16. Mentis se ipsam noscentis imaginem seu verbum genitum ipsi aequale esse. Sed omnis secundum speciem notitia, similis est ei rei quam novit. Est enim alia notitia secundum privationem, quam cum improbamus, loquimur. Et haec privationis improbatio speciem laudat, ideoque approbatur. Habet ergo animus nonnullam speciei notae similitudinem, sive cum ea placet, sive cum ejus privatio displicet. Quocirca in quantum Deum novimus, similes sumus: sed non ad aequalitatem similes, quia nec tantum eum novimus, quantum ipse se. Et quemadmodum cum per sensum corporis dicimus corpora, fit eorum aliqua similitudo in animo nostro, quae phantasia memoriae est: non enim omnino ipsa corpora in animo sunt, cum ea cogitamus; sed eorum similitudines: itaque cum eas pro illis approbamus, erramus; error namque est pro alio alterius approbatio: melior est tamen imaginatio corporis in animo, quam illa species corporis, in quantum haec in meliore natura est, id est, in substantia vitali, sicuti animus est: ita cum Deum novimus, quamvis meliores efficiamur quam eramus antequam nossemus, maximeque cum eadem notitia etiam placita digneque amata verbum est, fitque aliqua Dei similitudo illa notitia: tamen inferior est, quia in inferiore natura est; creatura quippe 0970 animus, Creator autem Deus.

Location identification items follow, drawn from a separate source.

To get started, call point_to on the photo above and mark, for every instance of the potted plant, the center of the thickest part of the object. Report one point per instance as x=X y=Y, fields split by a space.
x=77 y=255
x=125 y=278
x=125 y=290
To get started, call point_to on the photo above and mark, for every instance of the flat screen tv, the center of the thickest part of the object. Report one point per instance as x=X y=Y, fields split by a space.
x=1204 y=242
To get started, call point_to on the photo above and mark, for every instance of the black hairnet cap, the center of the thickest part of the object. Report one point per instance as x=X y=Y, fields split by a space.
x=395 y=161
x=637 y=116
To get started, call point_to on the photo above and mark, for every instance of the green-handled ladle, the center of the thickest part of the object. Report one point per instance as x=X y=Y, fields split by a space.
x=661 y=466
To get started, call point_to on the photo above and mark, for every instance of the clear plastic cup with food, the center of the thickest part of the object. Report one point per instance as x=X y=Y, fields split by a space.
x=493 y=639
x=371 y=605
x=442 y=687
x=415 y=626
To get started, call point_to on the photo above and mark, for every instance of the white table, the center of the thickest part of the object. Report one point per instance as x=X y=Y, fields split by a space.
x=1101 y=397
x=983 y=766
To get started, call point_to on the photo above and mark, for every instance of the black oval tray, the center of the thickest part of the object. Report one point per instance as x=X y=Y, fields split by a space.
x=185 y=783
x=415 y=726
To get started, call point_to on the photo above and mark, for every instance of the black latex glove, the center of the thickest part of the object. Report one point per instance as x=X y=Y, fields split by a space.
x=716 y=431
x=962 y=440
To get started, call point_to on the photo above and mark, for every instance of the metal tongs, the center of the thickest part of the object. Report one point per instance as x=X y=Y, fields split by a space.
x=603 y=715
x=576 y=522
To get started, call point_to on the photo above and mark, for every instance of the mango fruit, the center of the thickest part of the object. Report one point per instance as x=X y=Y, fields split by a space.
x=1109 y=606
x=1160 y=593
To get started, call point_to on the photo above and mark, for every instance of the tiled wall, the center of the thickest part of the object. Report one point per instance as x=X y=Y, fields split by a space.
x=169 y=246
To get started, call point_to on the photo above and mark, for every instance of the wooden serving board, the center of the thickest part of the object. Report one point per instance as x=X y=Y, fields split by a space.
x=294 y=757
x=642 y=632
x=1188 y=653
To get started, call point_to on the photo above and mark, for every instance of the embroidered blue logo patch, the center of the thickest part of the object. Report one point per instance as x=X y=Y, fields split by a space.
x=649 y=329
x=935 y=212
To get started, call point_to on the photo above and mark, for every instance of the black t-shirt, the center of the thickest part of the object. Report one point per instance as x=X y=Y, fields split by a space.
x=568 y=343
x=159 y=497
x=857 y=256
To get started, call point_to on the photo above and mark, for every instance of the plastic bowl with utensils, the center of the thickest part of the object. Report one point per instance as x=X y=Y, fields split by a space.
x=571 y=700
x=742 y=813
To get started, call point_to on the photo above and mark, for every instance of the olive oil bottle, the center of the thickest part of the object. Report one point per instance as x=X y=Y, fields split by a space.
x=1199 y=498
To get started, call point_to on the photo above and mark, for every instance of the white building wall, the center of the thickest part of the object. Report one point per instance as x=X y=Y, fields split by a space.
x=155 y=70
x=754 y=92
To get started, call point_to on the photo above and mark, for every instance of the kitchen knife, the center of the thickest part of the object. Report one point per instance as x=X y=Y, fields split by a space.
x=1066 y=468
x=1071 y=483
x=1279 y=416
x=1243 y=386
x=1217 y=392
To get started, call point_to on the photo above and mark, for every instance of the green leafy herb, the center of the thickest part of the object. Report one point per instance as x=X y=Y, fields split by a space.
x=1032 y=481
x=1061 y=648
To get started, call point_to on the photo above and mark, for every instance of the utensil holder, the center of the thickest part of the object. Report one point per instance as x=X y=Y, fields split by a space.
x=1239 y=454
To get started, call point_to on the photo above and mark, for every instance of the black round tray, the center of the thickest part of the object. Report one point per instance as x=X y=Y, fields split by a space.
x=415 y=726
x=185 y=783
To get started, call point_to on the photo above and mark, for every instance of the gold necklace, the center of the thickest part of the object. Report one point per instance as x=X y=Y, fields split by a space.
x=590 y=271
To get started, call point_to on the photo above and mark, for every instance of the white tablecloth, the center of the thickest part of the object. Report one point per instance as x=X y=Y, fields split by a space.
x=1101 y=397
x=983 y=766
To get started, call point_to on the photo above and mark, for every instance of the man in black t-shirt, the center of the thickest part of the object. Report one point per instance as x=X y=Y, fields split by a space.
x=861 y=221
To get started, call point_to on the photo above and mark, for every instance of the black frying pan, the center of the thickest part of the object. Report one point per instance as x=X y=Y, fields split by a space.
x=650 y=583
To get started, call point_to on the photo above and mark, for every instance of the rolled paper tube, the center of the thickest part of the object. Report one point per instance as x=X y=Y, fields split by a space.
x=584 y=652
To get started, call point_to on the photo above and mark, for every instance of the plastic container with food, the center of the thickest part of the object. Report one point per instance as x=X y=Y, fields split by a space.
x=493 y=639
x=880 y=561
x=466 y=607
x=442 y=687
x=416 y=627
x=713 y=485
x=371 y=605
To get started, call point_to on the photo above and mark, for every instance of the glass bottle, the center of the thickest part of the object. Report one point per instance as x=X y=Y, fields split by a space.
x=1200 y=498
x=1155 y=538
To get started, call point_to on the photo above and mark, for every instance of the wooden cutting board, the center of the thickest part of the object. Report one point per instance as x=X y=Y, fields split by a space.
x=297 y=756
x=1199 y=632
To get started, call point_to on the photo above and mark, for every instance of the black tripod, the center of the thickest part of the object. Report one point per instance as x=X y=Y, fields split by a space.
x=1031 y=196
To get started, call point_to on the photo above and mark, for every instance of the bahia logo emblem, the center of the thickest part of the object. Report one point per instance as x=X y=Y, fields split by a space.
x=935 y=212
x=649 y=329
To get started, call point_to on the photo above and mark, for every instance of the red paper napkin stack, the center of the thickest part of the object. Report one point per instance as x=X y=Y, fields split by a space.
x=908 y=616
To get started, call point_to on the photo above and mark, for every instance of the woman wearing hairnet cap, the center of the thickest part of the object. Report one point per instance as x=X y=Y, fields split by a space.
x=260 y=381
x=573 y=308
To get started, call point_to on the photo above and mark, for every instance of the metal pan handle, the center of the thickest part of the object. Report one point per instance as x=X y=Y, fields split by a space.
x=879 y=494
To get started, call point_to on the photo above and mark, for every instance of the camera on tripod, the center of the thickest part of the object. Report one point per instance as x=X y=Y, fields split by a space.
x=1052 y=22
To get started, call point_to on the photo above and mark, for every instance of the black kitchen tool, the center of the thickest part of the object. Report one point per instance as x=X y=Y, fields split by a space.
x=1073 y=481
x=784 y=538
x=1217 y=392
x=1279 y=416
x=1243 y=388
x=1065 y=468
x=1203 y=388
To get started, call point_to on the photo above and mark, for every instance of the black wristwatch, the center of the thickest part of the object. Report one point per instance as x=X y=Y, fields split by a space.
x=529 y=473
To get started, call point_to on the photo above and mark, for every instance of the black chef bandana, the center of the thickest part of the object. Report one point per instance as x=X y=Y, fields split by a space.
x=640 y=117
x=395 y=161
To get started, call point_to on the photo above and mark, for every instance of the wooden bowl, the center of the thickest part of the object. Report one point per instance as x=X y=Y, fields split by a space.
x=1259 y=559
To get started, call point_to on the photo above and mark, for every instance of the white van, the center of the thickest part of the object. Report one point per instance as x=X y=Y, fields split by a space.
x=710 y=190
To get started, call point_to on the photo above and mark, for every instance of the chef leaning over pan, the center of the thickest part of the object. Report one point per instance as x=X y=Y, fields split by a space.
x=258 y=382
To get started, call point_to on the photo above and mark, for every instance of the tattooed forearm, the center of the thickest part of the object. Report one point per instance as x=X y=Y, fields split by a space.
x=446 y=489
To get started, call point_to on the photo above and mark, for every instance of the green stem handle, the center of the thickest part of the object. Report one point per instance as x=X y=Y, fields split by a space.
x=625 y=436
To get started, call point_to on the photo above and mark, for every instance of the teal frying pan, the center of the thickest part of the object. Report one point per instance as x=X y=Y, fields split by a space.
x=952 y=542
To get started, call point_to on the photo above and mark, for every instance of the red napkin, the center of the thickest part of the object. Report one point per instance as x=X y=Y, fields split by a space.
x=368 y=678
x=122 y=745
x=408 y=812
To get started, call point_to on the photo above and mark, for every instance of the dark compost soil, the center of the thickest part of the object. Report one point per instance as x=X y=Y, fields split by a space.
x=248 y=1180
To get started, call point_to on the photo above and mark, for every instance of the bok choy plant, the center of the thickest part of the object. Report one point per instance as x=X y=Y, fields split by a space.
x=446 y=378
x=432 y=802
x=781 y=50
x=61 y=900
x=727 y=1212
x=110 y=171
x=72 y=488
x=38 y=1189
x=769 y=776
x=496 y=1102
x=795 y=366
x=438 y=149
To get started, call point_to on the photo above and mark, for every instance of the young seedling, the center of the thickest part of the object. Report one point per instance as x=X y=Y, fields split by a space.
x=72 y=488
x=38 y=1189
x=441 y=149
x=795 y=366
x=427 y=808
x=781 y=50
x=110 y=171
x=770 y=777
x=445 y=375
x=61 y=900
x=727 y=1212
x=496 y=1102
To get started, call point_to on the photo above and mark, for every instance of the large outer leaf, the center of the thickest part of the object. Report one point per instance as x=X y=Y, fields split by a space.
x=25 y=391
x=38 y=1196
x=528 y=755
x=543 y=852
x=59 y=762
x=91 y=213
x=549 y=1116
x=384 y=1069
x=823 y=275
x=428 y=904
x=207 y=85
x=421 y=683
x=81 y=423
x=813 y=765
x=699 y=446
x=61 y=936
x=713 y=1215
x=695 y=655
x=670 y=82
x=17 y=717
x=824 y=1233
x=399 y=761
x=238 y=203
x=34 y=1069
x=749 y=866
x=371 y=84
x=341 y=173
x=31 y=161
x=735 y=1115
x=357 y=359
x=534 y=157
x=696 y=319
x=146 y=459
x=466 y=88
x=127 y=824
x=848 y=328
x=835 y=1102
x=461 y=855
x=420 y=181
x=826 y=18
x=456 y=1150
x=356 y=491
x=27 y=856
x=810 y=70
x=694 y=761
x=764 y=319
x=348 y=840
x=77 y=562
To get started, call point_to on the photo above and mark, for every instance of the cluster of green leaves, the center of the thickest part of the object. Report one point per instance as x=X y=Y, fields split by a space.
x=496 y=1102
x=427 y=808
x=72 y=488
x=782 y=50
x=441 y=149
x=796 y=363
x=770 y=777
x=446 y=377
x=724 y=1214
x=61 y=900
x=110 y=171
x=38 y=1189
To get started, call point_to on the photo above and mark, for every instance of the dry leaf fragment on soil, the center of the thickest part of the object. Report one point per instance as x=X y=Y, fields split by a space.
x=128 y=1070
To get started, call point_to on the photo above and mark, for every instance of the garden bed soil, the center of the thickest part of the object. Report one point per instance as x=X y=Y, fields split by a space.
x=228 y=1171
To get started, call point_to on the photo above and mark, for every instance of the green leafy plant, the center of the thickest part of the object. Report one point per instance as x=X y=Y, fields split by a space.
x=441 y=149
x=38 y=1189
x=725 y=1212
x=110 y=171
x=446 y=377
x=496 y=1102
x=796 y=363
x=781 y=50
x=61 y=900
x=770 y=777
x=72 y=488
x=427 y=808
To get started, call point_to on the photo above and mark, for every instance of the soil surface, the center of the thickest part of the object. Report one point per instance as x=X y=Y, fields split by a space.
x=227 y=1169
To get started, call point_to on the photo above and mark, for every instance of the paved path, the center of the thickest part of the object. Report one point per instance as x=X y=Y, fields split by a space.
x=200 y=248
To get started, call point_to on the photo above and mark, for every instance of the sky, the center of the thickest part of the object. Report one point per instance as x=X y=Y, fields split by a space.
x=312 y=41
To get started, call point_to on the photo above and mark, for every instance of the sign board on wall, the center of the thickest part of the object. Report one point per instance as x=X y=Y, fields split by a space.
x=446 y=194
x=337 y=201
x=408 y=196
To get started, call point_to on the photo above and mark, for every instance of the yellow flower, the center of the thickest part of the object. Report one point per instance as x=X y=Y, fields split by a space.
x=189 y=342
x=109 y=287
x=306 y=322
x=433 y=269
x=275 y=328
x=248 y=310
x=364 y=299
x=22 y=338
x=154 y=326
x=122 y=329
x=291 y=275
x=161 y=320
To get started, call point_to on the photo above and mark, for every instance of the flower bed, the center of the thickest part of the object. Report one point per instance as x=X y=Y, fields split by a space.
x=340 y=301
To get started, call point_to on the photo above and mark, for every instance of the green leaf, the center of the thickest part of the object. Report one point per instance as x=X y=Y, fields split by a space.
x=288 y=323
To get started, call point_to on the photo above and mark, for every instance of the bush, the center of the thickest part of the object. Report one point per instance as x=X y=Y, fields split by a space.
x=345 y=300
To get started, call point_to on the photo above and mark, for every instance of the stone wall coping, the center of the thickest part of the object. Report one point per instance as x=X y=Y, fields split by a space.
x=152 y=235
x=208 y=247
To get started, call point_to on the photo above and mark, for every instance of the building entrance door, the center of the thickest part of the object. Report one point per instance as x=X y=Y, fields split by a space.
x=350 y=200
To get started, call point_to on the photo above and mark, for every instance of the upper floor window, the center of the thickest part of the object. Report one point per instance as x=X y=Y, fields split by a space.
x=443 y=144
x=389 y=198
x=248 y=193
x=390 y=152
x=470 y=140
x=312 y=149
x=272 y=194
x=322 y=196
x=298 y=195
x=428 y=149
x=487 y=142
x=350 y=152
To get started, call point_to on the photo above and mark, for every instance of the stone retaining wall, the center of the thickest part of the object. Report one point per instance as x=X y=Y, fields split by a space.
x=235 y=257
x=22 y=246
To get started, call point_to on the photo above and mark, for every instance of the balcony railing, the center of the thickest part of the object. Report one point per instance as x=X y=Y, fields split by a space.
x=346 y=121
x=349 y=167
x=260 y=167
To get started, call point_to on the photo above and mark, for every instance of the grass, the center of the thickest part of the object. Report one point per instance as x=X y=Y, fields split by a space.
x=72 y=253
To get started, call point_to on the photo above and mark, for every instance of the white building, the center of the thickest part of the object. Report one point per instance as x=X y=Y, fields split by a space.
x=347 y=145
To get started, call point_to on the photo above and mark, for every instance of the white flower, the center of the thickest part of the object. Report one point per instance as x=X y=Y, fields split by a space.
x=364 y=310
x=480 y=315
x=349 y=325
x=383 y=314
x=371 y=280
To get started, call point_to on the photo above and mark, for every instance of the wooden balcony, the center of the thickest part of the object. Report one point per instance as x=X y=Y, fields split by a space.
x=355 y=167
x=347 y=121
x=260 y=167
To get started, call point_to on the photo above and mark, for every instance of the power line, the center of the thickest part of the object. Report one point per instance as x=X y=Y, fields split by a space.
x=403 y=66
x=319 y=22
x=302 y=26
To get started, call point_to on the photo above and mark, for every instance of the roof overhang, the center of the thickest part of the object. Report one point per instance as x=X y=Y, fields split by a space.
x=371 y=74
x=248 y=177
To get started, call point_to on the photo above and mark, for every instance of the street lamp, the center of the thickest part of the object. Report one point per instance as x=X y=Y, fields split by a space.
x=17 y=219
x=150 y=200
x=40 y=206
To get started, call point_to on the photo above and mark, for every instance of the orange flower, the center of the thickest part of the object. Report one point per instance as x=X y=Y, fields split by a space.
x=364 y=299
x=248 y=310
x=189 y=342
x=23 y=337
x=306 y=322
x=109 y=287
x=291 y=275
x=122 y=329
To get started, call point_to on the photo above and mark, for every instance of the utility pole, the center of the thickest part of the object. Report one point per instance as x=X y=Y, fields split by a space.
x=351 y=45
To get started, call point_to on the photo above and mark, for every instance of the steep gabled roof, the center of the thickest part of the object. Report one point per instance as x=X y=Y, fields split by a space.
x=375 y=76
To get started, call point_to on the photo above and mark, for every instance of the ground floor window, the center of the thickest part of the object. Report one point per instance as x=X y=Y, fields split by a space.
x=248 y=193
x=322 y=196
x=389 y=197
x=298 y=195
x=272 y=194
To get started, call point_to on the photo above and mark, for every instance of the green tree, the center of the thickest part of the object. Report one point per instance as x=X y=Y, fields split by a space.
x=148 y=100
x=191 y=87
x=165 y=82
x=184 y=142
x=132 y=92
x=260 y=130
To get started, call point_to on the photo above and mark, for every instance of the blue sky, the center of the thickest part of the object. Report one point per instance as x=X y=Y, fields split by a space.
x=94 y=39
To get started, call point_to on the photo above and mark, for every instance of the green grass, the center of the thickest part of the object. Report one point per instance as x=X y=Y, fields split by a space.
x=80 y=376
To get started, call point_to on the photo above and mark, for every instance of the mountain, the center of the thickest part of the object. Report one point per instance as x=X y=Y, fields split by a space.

Ex quo colligitur, quia cum se mens ipsa novit atque approbat, sic est eadem notitia verbum ejus, ut ei sit par omnino et aequale, atque identidem: quia neque inferioris essentiae notitia est, sicut corporis; neque superioris, sicut Dei. Et cum habeat notitia similitudinem ad eam rem quam novit, hoc est, cujus notitia est; haec habet perfectam et aequalem, qua mens ipsa , quae novit, est nota. Ideoque et imago et verbum est, quia de illa exprimitur, cum cognoscendo eidem coaequatur, et est gignenti aequale quod genitum est.